Es war fast wie ein Traum ... so ausgehungert wie man war nach Schönheit und Glanz in dieser verfluchten Kasernenatmosphäre, in dieser ekelhaften Tretmühle des Dienstes, in dem verblödenden Milieu der Unteroffiziere und Füsiliere ...
Merkwürdig nur, daß dies Tälchen sich so endlos lang hinzog. Schon eine halbe Stunde mußte verflogen sein, seit er sich von der Kompagnie losgelöst und nun als eine Art kleiner Cäsar, als selbständiger Detachementsführer, in der Welt herumgondelte.
Allmählich fing's an, unheimlich zu werden.
Er drehte sich um. Schweigsam trotteten seine Füsiliere hinter ihm her, das Gewehr im Arm, die Nase zum grünen Waldboden gesenkt.

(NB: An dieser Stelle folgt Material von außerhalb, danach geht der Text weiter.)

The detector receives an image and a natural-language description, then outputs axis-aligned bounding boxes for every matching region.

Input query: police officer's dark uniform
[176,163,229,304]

»Sagt mal, Kerls, weiß einer von euch, wo das Gehölz liegt?«
Die Füsiliere sahen einander an. »Wat für en Jehölz?« sagte einer der alten Leute, »mir wisse nix von eme Jehölz.«
»Na, das Gehölz, wo wir uns aufbauen sollen, zum Donnerwetter!«
»Da hann mir doch nix von gehört — dat hat dä Herr Oberleu'nant doch em Herr Unner'ffzier selbst jesagt!« grinste der Füsilier.
»Nä, da wisse mer nix von,« wiederholten grinsend die übrigen Kerle.